I’ll recheck on the manual link, you might look at this one on Concrete Slabs, http://www.oldhouseweb.net/stories/Detailed/706.shtml, it has pictures that show what some of the posts are referring to, as to footers, vapor barriers and gravel fill, etc., I think.

-- BC (desertdweller44@yahoo.com), February 23, 2002.

I worked for a concrete company for 25 years,but don't claim to know everything about concrete.There are a few basics you need to look out for,use rebar under your slab no matter how good the base seems,also fibermesh is the way to go instead of reenforcement wire.And the big thing is to remember if you hire a finisher he will be looking to make his job easier not pour you a long lasting slab.Too much water ruins concrete,if your finisher wants more than a 5" slump then get super plasticer,that you add on the job,most none commerical concrete is placed incorrectly,but it can be done right and if done right it will last a lifetime.

-- Gary (burnett_gary@msn.com), February 23, 2002.

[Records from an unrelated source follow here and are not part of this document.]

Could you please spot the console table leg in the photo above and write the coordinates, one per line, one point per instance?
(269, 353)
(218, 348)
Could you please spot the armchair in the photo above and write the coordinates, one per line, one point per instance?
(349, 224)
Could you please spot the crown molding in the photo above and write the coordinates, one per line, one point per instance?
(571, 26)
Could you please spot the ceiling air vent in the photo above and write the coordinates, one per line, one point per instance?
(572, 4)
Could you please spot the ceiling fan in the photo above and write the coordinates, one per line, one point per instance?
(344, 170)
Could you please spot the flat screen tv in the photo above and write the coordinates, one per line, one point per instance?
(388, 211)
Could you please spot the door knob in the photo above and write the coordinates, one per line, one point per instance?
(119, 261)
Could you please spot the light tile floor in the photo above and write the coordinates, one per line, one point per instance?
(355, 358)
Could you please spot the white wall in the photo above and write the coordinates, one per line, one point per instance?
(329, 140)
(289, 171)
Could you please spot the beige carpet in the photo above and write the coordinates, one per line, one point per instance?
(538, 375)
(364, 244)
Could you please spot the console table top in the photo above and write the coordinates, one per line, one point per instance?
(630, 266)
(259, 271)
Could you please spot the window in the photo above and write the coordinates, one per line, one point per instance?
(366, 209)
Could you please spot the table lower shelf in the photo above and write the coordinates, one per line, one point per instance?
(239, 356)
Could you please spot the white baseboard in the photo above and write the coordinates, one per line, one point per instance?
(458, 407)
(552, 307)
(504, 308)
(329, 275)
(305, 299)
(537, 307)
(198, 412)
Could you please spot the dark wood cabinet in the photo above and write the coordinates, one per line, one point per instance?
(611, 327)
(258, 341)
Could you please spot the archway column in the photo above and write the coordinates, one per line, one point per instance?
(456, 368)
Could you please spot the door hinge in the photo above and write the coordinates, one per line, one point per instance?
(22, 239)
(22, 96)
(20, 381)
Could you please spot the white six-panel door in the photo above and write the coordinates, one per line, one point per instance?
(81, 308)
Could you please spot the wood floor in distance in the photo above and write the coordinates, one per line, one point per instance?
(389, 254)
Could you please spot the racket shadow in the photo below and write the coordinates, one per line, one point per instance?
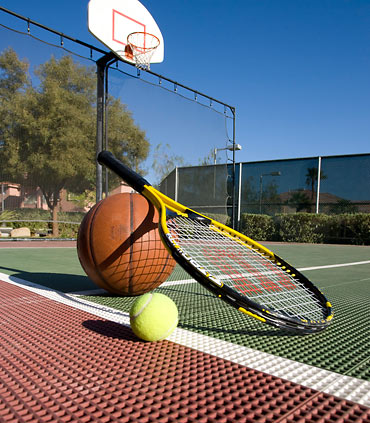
(247, 332)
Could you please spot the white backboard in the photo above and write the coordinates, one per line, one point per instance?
(111, 21)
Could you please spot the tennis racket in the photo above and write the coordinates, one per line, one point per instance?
(240, 271)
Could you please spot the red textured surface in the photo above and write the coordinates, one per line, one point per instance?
(60, 364)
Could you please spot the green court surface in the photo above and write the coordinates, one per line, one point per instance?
(342, 348)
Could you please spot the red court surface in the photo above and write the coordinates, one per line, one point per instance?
(62, 364)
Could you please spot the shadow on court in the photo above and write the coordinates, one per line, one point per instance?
(62, 282)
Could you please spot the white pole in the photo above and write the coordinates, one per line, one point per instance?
(176, 182)
(318, 186)
(239, 195)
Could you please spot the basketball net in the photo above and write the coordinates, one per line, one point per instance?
(142, 46)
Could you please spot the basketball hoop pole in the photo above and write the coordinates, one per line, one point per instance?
(101, 65)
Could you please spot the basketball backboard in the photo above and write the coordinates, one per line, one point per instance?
(112, 21)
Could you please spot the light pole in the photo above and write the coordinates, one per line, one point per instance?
(238, 147)
(278, 173)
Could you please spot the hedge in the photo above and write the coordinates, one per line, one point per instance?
(39, 221)
(308, 227)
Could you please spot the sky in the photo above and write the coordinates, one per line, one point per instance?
(296, 71)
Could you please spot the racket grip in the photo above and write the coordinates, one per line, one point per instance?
(136, 181)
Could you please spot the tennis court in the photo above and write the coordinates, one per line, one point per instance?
(68, 354)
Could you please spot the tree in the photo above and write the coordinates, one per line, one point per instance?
(53, 145)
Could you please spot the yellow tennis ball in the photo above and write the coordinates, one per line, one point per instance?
(153, 317)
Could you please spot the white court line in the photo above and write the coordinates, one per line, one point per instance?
(331, 266)
(348, 388)
(189, 281)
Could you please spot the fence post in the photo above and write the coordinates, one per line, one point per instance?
(318, 185)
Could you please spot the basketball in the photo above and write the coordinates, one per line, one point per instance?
(119, 246)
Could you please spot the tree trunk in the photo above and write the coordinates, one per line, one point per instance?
(55, 215)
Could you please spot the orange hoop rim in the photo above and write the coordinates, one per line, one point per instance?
(142, 49)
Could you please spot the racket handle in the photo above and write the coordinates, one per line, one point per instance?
(136, 181)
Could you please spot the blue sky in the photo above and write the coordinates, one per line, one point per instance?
(297, 71)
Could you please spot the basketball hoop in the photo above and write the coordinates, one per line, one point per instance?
(142, 46)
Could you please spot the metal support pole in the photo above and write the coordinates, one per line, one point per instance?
(318, 186)
(233, 215)
(101, 66)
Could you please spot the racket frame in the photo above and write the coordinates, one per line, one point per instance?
(205, 278)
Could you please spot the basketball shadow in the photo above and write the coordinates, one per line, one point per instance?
(62, 282)
(110, 329)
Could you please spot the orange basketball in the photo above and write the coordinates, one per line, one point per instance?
(119, 247)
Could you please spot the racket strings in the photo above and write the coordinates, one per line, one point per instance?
(244, 269)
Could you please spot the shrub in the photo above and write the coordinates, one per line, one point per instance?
(301, 227)
(258, 226)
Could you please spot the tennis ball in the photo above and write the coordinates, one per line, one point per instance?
(153, 317)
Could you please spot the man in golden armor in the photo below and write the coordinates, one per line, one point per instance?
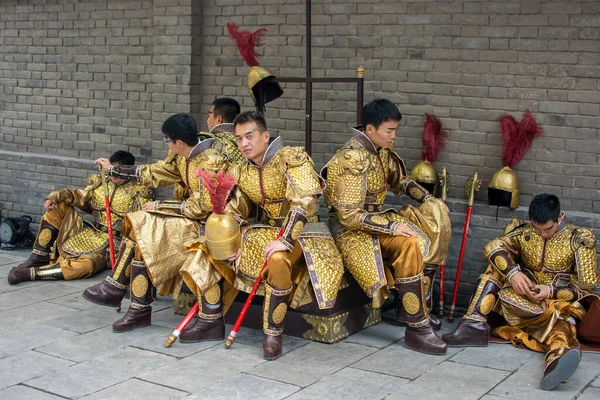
(69, 248)
(540, 275)
(371, 239)
(279, 190)
(153, 250)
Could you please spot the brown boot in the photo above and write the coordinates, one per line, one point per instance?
(48, 273)
(473, 329)
(560, 365)
(139, 313)
(42, 247)
(419, 336)
(429, 273)
(209, 325)
(274, 310)
(111, 291)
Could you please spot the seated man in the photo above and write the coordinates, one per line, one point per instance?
(358, 178)
(280, 188)
(153, 250)
(538, 276)
(68, 248)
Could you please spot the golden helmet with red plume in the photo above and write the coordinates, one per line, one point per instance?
(503, 188)
(223, 236)
(247, 42)
(433, 142)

If Money is a major factor why not use railroad ties to build a retainig wall (sandbox)2 feet tall overlap the joints nail with twelve inch spikes use two pound shop hammer, dig a foot down and atrench to take pipes out, fill it with sand. If you do spring a leak the sand ought to absorb the water. Railroad ties sand etc. ought to be under $ 200. I layed a 4 inch slab 16inch by 4inch footing for a 16 ft by 16ft slab and it cost me 600 dollars that was with 2500lb test. You might also just pour a stem wall 6 inch wide 1 foot deep and 2 foot out of the grond fill with sand use four runs of rebar. fill with sand and hope it might work.

-- Monty D. Montgomery (montmont@nts-online.net), February 24, 2002.

Visit this site

http://webx.taunton.com/WebX?14@238.27bsamISbpu^0@.ee6b303

It is the discussion forum from The Taunton Press "Fine Homebuilding" Magazine.

Their search function will lead you to discussions for garage floors, slab on grade etc.

-- Deborah Hardy (virgil@igs.net), February 24, 2002.



Can someone describe the term "slump" that is used in reference to concrete?

-- John Fritz (JohnFritz24@hotmail.com), February 27, 2002.

Slump is when you take a cilinder twelve inches tall fill it with concret imediatly remove it the cilinder then measure the movement of the concrete if it moves down two inches its a two inch slump if it moves down ten inches its a ten. What it boils down to is how wet the mud is. I tried to make the definition as simpile as it was made to me twenty years ago.